Who Are These People?

Let's be honest.  Most of us are curious about the lives of others.  Okay, some of us - writers in particular - are downright nosy.
 
I know that young readers share that curiosity, and it's part of what makes writing biographies for them so rewarding.  But I'll admit a bias: A biography written for young readers should not only educate but also inspire.  (I won't be writing about Charles Manson anytime soon.)  I choose my subjects carefully, for that inspirational angle.

Right now I'm researching the lives of four native-born Coloradans, all of whom have achieved admirable accomplishments, here in Colorado, in Washington, D.C., and all the way into outer space.

A second bias pushes me to look for elements that shape a person's life story into a graceful arc, the old beginning-middle-end of the fiction writer.  Of course, not everyone's life fits that mold and the arc of a biography shouldn't be forced, but I'm always looking for connections that will wrap a young reader's understanding of a subject into a neat package.

One element is contrast, especially the difference between childhood circumstances and adult accomplishments.  Ken Salazar grew up on a ranch in Colorado's San Luis Valley.  The family home had no electricity, no telephone.  (And he's younger than I am!)  Today Salazar is U.S. Secretary of the Interior.

Coincidence is another intriguing element.  I remember being enthralled by all those chance meetings between characters in Charles Dickens' novels.  Two of the Colorado-born NASA astronauts I'm researching, Vance Brand and Jack Swigert, were born the same year, 1931, Brand in Longmont; Swigert in Denver.  During high school they both played football and may have been opponents in one important game.  During Brand's senior year, according to his school's yearbook, Longmont was trounced 34-0 by a "big bunch of boys" from Denver East, Swigert's school.  Both went on to make history exploring the outer reaches.
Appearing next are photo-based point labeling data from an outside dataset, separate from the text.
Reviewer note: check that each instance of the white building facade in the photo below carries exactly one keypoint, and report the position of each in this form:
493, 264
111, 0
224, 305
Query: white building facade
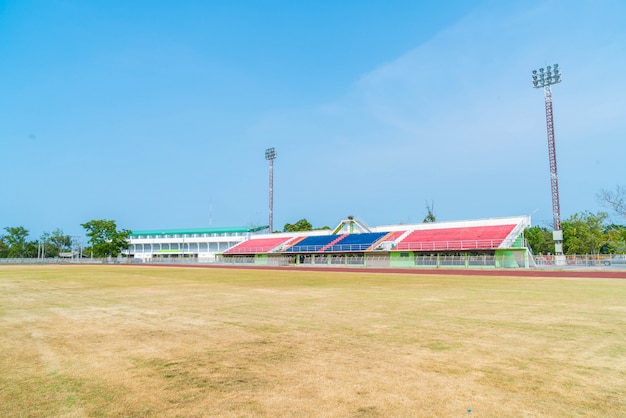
195, 244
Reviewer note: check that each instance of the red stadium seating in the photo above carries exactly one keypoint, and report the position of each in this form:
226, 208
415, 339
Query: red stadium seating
256, 246
476, 237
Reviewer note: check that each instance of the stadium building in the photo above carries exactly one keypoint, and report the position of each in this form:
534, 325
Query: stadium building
482, 243
197, 244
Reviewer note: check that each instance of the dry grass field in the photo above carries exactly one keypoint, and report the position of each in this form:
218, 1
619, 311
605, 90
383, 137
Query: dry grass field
137, 341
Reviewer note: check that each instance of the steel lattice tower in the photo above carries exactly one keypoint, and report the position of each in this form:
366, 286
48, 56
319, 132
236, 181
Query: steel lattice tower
270, 155
545, 78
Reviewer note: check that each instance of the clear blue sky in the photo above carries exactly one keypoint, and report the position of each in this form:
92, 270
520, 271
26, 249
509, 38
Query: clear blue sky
157, 113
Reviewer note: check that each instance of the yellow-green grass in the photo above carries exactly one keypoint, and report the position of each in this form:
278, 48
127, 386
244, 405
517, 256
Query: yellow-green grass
138, 341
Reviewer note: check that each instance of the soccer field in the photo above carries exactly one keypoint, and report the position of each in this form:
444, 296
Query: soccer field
139, 341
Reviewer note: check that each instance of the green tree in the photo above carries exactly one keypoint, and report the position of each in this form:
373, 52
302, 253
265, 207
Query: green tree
539, 240
584, 233
59, 242
4, 249
16, 241
104, 237
614, 200
616, 239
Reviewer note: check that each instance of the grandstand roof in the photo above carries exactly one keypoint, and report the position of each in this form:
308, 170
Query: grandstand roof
224, 230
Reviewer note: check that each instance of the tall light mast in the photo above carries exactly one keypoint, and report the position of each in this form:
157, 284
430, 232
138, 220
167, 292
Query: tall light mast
545, 78
270, 155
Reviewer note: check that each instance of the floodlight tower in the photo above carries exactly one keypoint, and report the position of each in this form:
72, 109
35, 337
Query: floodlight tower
545, 78
270, 155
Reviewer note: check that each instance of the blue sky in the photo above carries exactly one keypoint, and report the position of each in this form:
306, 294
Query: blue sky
157, 113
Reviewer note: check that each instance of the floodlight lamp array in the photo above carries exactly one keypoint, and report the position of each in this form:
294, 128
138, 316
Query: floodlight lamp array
546, 77
270, 154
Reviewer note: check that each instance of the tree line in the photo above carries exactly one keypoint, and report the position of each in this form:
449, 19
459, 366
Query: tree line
105, 240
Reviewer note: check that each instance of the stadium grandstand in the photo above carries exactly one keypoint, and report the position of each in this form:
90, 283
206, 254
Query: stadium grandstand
482, 243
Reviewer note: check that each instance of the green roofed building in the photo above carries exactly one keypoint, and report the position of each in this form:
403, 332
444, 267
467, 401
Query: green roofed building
195, 244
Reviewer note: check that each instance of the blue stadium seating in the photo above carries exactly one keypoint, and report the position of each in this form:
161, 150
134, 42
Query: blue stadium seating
356, 242
312, 244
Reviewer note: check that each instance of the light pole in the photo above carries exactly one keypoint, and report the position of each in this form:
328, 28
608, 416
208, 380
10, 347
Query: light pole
270, 155
545, 78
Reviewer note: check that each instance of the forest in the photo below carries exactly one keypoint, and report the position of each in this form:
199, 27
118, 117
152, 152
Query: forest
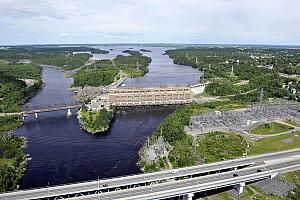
228, 68
62, 57
13, 95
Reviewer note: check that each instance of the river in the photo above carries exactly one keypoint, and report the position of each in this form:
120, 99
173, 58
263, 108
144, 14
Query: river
62, 152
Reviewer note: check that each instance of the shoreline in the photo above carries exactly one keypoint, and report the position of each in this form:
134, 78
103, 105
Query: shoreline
97, 131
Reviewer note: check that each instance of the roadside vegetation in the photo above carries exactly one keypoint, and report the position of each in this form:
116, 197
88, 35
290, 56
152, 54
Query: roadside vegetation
271, 128
239, 74
225, 68
13, 95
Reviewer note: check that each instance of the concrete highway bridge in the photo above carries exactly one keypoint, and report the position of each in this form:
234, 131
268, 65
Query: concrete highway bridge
172, 183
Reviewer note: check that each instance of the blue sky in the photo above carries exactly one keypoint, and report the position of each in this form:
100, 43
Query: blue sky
150, 21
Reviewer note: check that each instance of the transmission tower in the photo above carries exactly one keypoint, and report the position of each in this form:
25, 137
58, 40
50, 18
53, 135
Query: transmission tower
261, 99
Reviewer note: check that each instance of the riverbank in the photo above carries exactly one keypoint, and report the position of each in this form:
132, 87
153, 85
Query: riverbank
95, 122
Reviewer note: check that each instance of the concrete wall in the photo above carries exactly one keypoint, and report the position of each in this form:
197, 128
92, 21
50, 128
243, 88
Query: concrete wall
150, 96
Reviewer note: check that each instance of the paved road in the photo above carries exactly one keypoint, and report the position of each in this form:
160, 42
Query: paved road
143, 178
181, 187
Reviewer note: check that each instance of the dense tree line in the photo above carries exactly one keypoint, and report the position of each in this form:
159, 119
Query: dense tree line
11, 161
62, 57
104, 72
261, 67
13, 94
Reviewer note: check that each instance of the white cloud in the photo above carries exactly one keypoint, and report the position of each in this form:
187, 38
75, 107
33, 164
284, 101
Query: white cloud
182, 21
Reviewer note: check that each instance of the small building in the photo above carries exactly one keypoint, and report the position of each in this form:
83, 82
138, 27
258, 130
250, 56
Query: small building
132, 96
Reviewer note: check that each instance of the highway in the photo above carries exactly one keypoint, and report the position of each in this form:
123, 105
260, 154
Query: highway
146, 179
183, 187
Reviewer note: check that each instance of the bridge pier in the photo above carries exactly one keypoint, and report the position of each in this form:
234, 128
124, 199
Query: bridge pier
69, 113
240, 187
188, 196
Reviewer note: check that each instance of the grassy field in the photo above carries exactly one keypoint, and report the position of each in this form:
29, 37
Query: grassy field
277, 143
96, 121
271, 128
293, 123
218, 146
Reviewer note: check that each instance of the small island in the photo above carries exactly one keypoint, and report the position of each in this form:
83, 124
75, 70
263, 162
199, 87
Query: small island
95, 121
145, 50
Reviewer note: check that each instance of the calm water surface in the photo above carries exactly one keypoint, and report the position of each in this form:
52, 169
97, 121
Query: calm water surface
62, 152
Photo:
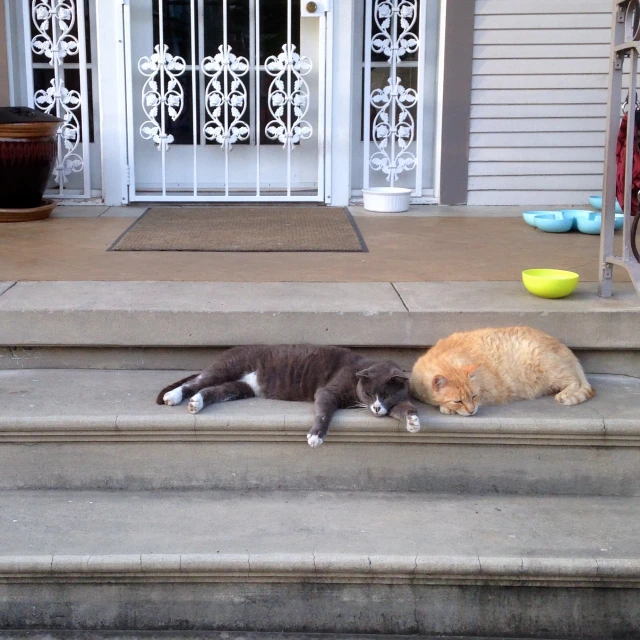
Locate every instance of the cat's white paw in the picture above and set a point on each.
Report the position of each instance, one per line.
(196, 403)
(314, 441)
(173, 397)
(413, 423)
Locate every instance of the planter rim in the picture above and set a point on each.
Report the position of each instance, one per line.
(24, 122)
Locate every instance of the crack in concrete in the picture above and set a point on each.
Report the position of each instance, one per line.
(399, 296)
(13, 284)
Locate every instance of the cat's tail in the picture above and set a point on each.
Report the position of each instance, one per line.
(171, 387)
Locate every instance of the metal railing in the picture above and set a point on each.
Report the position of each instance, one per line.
(625, 45)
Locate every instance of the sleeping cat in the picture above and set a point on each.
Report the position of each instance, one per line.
(331, 377)
(492, 366)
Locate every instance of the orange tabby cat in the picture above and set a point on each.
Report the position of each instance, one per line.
(492, 366)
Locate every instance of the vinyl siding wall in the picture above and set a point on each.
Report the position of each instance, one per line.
(4, 66)
(538, 101)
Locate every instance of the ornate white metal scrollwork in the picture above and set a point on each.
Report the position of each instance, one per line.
(384, 42)
(162, 94)
(285, 95)
(394, 126)
(54, 21)
(57, 95)
(400, 127)
(226, 98)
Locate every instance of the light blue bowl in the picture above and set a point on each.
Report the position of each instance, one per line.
(619, 221)
(590, 224)
(596, 203)
(554, 222)
(529, 216)
(575, 214)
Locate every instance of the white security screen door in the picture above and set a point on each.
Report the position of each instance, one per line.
(225, 99)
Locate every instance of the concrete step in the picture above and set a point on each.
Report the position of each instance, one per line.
(215, 635)
(168, 314)
(77, 429)
(497, 566)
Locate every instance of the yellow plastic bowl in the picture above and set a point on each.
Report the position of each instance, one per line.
(550, 283)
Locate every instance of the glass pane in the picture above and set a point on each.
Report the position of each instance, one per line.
(238, 27)
(273, 26)
(177, 26)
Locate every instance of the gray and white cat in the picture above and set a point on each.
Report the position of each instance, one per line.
(331, 377)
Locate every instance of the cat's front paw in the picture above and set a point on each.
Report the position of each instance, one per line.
(314, 440)
(413, 423)
(196, 403)
(173, 397)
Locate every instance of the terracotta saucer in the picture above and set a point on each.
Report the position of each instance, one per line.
(28, 215)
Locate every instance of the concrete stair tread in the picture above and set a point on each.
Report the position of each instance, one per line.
(306, 531)
(221, 635)
(162, 314)
(118, 404)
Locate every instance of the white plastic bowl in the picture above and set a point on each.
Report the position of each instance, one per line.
(386, 199)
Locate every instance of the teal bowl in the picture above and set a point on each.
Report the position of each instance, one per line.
(596, 203)
(554, 222)
(619, 221)
(529, 216)
(590, 224)
(575, 214)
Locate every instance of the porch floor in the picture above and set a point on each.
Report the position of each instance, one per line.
(429, 244)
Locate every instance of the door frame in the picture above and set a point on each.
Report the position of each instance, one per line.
(112, 61)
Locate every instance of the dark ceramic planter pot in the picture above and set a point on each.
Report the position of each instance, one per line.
(28, 150)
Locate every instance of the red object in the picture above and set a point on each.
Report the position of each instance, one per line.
(620, 162)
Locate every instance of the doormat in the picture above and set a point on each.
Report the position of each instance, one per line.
(234, 228)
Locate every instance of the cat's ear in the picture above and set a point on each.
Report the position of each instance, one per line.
(398, 374)
(439, 382)
(470, 370)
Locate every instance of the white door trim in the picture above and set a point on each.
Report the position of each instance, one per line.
(113, 103)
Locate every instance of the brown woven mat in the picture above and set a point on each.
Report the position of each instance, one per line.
(240, 228)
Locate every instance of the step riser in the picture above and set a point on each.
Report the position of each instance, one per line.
(446, 468)
(609, 361)
(343, 608)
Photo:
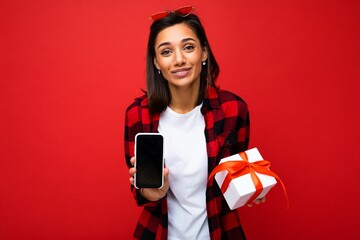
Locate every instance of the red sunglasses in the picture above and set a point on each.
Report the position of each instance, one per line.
(182, 12)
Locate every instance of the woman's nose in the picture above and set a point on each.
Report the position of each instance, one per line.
(179, 58)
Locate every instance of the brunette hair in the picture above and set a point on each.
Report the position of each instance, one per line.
(158, 91)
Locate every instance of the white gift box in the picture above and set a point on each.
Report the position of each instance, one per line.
(242, 188)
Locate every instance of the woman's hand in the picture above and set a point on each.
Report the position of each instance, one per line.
(257, 201)
(151, 194)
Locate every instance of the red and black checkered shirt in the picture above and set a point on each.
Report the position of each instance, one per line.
(227, 132)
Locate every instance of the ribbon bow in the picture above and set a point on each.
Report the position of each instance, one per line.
(236, 169)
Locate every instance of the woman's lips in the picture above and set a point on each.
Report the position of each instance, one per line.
(183, 72)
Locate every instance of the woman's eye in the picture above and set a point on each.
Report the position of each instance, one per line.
(165, 52)
(189, 47)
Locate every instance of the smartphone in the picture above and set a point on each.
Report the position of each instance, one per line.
(149, 160)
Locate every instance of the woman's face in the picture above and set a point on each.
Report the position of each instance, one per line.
(179, 56)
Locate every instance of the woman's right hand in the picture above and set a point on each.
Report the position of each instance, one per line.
(151, 194)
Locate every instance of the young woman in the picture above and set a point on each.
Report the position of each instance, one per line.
(200, 123)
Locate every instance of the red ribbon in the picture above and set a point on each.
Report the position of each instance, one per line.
(236, 169)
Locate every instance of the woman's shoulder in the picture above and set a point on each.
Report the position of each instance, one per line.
(140, 101)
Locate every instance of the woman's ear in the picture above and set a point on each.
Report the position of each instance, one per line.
(204, 54)
(156, 64)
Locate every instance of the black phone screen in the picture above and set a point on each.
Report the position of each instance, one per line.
(149, 161)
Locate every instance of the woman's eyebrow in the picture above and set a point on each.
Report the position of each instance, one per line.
(168, 43)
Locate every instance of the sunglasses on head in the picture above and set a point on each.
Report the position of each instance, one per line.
(182, 12)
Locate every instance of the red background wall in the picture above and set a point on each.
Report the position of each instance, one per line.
(69, 68)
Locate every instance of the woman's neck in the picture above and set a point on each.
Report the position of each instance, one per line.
(184, 100)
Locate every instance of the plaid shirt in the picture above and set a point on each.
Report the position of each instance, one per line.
(227, 132)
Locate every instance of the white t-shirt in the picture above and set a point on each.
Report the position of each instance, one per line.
(186, 159)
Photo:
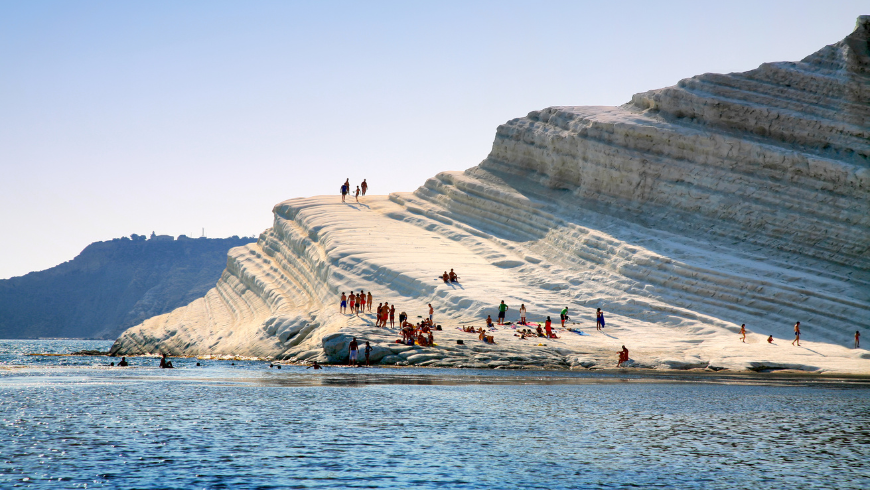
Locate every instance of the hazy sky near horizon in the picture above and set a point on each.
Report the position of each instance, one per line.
(132, 117)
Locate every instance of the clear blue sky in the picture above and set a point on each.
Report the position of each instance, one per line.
(128, 117)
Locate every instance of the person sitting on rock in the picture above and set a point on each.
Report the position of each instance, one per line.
(623, 356)
(164, 364)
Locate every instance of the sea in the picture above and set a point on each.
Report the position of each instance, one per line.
(77, 422)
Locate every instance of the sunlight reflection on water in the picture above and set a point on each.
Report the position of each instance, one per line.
(67, 424)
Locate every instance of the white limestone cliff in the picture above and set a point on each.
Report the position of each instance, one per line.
(726, 199)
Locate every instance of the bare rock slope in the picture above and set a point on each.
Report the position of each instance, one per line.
(726, 199)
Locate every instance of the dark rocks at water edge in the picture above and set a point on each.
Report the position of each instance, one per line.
(112, 285)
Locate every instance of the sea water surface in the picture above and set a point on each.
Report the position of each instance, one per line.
(75, 422)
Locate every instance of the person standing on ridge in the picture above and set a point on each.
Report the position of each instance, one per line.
(502, 309)
(345, 189)
(353, 348)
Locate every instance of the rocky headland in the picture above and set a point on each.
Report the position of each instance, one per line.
(111, 286)
(725, 199)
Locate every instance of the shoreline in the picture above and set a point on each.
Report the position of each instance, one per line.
(645, 372)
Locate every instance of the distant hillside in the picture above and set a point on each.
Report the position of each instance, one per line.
(112, 285)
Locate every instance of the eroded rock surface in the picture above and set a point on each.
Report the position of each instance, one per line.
(726, 199)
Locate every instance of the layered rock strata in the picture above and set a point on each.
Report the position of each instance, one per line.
(727, 199)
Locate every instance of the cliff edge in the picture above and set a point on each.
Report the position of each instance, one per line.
(726, 199)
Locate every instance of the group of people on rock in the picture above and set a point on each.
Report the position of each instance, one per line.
(797, 335)
(385, 313)
(420, 333)
(356, 302)
(449, 277)
(360, 190)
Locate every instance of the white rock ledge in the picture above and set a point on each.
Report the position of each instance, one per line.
(726, 199)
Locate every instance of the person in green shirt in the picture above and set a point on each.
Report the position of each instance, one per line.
(502, 308)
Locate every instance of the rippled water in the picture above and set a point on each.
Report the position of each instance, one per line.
(73, 422)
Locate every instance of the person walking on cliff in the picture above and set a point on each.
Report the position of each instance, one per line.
(623, 356)
(353, 348)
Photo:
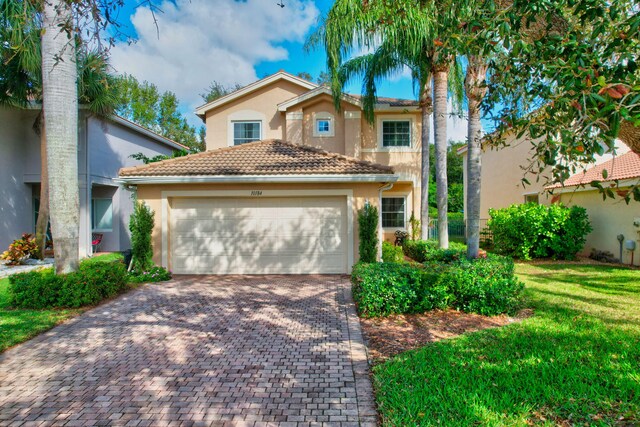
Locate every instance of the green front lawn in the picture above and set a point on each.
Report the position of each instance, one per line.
(575, 362)
(17, 326)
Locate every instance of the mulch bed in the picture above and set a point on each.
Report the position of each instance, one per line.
(392, 335)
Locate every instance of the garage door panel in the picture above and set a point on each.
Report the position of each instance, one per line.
(259, 236)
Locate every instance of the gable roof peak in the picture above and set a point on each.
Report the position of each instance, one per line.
(280, 75)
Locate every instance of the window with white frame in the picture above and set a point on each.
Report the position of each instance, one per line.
(532, 198)
(246, 131)
(396, 133)
(101, 214)
(323, 124)
(393, 212)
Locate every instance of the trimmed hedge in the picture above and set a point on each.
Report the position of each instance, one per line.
(91, 284)
(392, 253)
(536, 231)
(486, 286)
(427, 250)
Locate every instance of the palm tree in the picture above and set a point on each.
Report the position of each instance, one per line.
(405, 32)
(21, 84)
(475, 89)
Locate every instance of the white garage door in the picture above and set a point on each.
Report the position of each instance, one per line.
(259, 235)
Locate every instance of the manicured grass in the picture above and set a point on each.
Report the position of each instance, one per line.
(110, 257)
(575, 362)
(17, 326)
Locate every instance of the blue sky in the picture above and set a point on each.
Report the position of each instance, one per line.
(229, 41)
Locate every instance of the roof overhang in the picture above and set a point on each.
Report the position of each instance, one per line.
(320, 90)
(323, 90)
(280, 75)
(247, 179)
(586, 186)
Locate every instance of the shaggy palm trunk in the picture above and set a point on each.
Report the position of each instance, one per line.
(60, 105)
(474, 86)
(440, 90)
(43, 208)
(426, 103)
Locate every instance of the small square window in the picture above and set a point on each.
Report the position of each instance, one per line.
(244, 132)
(323, 126)
(393, 212)
(396, 133)
(101, 215)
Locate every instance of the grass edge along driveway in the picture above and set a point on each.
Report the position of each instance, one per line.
(575, 362)
(17, 325)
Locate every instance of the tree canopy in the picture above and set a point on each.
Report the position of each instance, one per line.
(144, 104)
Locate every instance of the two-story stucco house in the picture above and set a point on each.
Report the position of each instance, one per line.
(279, 187)
(104, 146)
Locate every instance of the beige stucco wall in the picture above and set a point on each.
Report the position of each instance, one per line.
(152, 195)
(258, 105)
(608, 219)
(502, 173)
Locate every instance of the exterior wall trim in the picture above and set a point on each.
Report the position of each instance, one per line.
(256, 178)
(166, 195)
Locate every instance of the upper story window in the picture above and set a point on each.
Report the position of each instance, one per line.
(248, 131)
(323, 124)
(396, 133)
(393, 212)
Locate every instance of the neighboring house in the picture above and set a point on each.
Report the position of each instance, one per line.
(288, 203)
(104, 146)
(609, 218)
(501, 186)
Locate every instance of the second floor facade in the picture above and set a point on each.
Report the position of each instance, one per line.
(286, 107)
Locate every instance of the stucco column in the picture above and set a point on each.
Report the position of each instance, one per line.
(294, 127)
(353, 133)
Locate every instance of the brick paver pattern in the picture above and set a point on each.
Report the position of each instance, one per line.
(205, 350)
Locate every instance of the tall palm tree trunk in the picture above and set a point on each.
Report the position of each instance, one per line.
(474, 86)
(43, 209)
(60, 104)
(426, 103)
(440, 91)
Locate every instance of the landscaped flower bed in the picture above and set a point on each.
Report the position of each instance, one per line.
(446, 279)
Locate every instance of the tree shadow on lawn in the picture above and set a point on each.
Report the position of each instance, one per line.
(613, 281)
(189, 350)
(535, 372)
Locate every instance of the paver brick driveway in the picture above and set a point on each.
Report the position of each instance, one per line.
(205, 350)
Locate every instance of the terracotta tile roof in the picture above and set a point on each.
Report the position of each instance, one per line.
(393, 102)
(626, 166)
(269, 157)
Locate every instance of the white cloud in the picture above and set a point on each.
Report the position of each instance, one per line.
(201, 40)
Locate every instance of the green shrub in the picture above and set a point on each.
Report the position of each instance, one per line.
(536, 231)
(392, 253)
(152, 275)
(486, 286)
(427, 250)
(368, 232)
(141, 226)
(35, 289)
(92, 283)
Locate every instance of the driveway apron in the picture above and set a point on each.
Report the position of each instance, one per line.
(199, 350)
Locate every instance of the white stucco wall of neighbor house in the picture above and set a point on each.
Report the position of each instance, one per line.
(15, 196)
(104, 146)
(110, 148)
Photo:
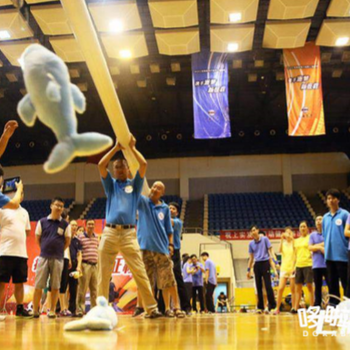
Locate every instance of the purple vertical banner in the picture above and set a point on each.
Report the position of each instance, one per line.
(210, 95)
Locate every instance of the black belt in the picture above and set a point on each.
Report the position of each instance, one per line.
(120, 227)
(89, 263)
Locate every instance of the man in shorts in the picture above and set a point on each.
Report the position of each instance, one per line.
(303, 265)
(155, 233)
(319, 267)
(14, 229)
(53, 237)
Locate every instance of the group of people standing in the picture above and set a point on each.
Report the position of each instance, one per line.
(316, 259)
(75, 256)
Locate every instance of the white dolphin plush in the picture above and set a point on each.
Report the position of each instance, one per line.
(100, 317)
(53, 99)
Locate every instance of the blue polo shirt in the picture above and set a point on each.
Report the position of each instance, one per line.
(3, 200)
(335, 242)
(260, 248)
(177, 233)
(197, 277)
(53, 233)
(122, 198)
(209, 265)
(187, 277)
(154, 226)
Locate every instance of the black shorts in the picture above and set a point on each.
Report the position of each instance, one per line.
(13, 267)
(304, 275)
(64, 277)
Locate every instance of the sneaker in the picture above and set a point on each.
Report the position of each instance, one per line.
(63, 313)
(138, 311)
(68, 313)
(169, 313)
(155, 314)
(21, 312)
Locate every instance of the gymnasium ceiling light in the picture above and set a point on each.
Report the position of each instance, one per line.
(4, 35)
(337, 73)
(116, 26)
(142, 83)
(154, 68)
(342, 41)
(175, 67)
(125, 54)
(235, 17)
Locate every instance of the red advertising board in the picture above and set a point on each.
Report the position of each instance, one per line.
(244, 235)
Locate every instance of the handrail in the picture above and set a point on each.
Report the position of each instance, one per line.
(192, 230)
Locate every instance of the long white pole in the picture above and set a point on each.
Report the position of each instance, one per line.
(84, 32)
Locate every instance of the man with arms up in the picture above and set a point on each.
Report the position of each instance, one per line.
(119, 235)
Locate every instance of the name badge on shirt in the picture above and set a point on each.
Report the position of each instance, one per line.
(128, 189)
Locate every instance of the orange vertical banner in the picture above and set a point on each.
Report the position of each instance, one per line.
(302, 69)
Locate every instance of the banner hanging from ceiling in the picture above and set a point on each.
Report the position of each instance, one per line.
(302, 69)
(210, 95)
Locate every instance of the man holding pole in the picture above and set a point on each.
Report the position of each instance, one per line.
(119, 234)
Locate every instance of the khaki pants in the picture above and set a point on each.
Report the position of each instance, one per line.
(112, 242)
(87, 280)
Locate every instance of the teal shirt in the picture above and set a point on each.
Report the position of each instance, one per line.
(335, 242)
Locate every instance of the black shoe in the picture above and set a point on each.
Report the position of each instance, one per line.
(138, 311)
(21, 312)
(155, 314)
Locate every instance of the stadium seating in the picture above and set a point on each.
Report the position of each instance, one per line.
(38, 209)
(267, 210)
(98, 207)
(344, 200)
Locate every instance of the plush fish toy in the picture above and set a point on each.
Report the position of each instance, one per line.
(101, 317)
(53, 100)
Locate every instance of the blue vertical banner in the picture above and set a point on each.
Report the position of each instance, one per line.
(210, 95)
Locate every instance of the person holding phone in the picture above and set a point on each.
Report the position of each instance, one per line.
(14, 229)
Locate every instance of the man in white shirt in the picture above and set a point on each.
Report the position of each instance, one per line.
(14, 229)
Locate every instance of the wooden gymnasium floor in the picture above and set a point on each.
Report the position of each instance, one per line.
(224, 331)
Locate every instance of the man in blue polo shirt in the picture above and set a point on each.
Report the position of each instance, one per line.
(119, 235)
(260, 251)
(53, 237)
(210, 281)
(176, 257)
(319, 268)
(155, 233)
(197, 287)
(335, 244)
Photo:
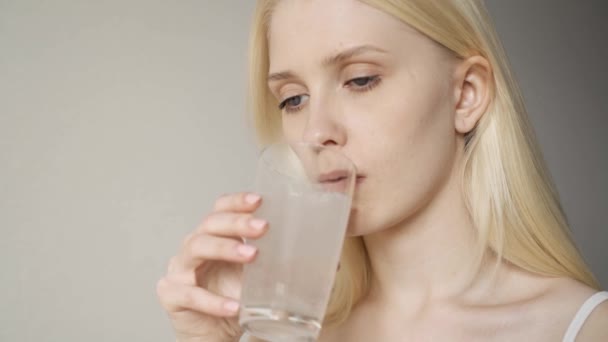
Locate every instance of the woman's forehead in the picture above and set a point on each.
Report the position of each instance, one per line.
(316, 29)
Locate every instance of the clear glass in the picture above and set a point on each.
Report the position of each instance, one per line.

Scott Carpenter, born in Boulder, spent his childhood living in his maternal grandparents' house at the corner of Aurora Avenue and 7th Street.  He named his 1962 space capsule Aurora 7.  (According to Carpenter, that was pure coincidence, not intentional.  He says, however, that people in Boulder still like to believe their local intersection is memorialized in NASA history.)

So now, it's back to fitting the pieces of those arcs together into inspirational - and true - stories.